Elastic Stack Lab11

This lab is going to focus on prefix and wildcard queries, which both make retrieving the correct results much easier and you’ll learn about predictive searching.

We need to create a new mapping and to do that we have to delete the index.

Now that’s complete let’s go ahead and create a new mapping for the year field as a keyword .

curl -XPUT 127.0.0.1:9200/movies/ -d '
{
    "mappings": {
        "movie":  {
            "properties": {
                "year": {
                    "type": "keyword"
                }
            }
        }
    }
}'

After creating this we can now sort and filter based on results for field year. Remember we will not be able to use analyzers on the year field any more because it is now a keyword type.

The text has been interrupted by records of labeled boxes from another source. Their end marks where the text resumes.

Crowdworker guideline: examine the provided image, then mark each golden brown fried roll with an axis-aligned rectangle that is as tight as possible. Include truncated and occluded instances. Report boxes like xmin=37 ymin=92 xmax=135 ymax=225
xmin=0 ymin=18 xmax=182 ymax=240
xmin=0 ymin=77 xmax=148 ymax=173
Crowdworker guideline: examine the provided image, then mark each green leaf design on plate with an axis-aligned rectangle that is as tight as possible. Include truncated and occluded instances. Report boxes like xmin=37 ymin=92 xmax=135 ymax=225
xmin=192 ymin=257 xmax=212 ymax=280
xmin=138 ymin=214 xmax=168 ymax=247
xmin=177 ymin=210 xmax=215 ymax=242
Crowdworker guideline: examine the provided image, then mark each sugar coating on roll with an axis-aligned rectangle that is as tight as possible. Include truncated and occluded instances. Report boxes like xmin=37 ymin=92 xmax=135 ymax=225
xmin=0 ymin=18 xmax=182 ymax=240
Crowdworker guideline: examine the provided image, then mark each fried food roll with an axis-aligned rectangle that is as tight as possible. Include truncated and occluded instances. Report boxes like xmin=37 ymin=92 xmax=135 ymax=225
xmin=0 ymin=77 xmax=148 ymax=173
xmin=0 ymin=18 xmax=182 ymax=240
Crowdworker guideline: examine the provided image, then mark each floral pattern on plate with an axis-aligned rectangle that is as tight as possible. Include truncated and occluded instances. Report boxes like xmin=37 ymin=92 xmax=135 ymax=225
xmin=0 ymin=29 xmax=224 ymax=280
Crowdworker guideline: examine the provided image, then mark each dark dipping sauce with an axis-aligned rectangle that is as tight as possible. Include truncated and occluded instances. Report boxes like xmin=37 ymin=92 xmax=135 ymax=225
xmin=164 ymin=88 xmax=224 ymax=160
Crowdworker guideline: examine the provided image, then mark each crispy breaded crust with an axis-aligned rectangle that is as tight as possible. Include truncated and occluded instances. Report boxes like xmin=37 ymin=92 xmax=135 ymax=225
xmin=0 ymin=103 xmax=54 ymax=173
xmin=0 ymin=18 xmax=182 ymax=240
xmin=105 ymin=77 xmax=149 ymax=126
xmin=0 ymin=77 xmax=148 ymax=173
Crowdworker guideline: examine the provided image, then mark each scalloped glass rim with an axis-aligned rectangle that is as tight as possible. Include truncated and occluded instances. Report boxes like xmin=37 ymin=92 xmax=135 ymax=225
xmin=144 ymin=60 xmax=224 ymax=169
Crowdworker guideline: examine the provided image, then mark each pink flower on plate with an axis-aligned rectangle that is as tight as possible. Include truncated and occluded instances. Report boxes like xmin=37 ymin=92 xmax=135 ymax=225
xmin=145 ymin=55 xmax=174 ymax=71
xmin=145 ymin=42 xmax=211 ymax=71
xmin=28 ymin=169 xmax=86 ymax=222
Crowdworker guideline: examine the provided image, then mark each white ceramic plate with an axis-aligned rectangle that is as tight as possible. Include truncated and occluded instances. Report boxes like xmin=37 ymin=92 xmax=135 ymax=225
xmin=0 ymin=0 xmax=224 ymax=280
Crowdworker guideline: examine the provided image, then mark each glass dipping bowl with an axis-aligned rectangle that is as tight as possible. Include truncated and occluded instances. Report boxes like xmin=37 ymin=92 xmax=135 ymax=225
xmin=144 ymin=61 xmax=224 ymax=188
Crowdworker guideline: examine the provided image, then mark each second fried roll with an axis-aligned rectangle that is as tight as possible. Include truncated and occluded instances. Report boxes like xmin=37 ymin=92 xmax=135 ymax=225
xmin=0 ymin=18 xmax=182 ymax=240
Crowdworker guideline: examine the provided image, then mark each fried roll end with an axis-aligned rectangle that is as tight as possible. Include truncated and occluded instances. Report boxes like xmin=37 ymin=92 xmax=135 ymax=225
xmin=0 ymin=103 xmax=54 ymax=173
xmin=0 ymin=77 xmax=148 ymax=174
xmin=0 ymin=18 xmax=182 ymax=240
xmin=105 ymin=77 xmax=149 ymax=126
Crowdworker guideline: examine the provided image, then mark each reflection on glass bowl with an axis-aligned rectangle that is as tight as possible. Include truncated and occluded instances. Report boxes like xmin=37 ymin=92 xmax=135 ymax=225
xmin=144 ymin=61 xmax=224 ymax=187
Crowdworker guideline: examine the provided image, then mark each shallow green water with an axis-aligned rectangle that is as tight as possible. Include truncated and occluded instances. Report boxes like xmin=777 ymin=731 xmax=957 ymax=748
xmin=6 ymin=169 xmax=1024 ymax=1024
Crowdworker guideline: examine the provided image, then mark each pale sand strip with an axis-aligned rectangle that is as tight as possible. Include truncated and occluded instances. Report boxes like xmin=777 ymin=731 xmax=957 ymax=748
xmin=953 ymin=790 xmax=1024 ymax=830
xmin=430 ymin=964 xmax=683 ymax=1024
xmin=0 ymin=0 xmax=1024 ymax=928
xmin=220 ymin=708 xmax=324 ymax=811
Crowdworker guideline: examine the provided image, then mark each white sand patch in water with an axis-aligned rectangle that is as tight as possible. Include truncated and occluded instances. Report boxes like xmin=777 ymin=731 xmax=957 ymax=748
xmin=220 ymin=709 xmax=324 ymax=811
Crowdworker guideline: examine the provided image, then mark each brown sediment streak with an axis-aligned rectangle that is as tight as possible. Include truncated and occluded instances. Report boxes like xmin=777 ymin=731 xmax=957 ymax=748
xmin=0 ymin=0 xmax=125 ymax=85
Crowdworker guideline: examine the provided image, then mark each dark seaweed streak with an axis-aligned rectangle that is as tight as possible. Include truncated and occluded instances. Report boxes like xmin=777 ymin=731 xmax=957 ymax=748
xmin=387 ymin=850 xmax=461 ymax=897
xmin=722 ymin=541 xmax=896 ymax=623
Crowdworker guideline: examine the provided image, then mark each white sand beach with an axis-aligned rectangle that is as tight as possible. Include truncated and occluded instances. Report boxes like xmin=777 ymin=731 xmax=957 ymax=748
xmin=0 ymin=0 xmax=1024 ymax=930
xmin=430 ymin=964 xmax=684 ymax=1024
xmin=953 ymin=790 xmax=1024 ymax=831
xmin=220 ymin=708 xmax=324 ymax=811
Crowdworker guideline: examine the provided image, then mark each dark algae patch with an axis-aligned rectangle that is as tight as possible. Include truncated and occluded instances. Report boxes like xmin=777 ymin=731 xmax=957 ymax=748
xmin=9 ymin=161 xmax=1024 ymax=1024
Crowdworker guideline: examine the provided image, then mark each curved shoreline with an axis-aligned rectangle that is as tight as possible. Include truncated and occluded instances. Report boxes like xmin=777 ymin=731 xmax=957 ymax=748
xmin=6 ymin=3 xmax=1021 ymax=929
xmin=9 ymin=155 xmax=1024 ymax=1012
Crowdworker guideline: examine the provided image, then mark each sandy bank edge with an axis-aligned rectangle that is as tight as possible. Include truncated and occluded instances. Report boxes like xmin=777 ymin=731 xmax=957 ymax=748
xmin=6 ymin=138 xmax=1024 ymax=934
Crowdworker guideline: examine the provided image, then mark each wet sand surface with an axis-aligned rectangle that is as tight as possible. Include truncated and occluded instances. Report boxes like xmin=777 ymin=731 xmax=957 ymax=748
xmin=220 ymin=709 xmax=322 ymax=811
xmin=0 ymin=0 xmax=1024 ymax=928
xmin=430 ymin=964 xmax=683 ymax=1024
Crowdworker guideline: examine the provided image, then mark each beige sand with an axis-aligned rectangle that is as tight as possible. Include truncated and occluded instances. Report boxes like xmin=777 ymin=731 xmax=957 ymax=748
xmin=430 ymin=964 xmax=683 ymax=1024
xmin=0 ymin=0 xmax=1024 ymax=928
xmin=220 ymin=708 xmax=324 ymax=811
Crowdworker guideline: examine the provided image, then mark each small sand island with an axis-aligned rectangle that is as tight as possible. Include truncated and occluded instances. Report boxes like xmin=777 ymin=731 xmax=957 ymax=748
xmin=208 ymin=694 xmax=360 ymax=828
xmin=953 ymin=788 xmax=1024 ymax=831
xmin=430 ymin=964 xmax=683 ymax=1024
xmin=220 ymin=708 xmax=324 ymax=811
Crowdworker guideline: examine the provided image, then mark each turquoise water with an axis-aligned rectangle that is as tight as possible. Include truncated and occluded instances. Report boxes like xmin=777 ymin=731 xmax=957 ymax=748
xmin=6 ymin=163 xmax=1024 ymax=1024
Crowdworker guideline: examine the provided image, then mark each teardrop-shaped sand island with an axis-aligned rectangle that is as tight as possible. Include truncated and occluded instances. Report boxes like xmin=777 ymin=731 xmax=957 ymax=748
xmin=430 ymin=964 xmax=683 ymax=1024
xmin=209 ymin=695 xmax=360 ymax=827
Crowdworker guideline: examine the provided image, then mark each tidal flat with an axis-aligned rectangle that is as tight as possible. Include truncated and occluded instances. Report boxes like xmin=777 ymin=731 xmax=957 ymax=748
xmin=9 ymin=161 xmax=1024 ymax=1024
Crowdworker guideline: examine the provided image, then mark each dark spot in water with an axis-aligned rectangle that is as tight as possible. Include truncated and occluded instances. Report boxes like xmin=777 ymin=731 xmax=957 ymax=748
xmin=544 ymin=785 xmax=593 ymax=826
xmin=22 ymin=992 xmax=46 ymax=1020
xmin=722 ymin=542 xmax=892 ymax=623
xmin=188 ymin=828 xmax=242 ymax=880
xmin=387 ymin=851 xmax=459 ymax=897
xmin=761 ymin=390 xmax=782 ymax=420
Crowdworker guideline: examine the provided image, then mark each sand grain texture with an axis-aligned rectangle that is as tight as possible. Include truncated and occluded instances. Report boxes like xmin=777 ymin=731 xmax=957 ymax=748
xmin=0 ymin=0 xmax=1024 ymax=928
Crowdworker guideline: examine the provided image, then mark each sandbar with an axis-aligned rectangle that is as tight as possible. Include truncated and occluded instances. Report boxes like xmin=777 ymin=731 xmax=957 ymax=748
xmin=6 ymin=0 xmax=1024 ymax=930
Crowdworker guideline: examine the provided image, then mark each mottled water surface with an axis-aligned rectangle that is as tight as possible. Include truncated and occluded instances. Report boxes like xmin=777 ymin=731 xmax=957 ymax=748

Now we have a populated index with a field year that is type keyword and allows us to do some fun filtering of the results.

To test this out let’s go ahead and run the following

curl -XGET 127.0.0.1:9200/movies/movie/_search?pretty -d '
{ 
    "query": {
        "prefix": {
            "year": "201"
           }
    }
}'

You can see that it returns movies that were released any time between 2011 and 2019.

Another option is to use a wildcard * in our searches.

Let’s give that a shot.

curl -XGET 127.0.0.1:9200/movies/movie/_search?pretty -d '
{ 
    "query": {
        "wildcard": {
            "year": "19*9"
           }
    }
}'

What result did you get?

Autocomplete

We are now going to setup autocompletion of queries. This allows us to return suggested results immediately to our users as they are typing their queries.

To begin we must delete our movies index so we can create a new mapping. At this point you should know how to do this without the full command being provided, for a refresher look at previous labs.

Create the following mapping

curl -XPUT '127.0.0.1:9200/movies?pretty' -d '
{
    "settings": {
        "analysis": {
            "filter": {
                "autocomplete_filter": {
                    "type": "edge_ngram",  
                    "min_gram": 1,
                    "max_gram": 20
                    }
                },
                "analyzer": {
                    "autocomplete": {
                        "type": "custom",  "tokenizer": "standard",  
                        "filter": ["lowercase",  
                        "autocomplete_filter"
                    ]
                }
            }
        }
    }
}'

As was explained in the slides this mapping will create an autocomplete filter which matches edge characters starting at 1 character and all the way up to 20 characters. It also creates a custom analyzer named autocomplete which uses the standard lowercase filter as well as our autocomplete filter.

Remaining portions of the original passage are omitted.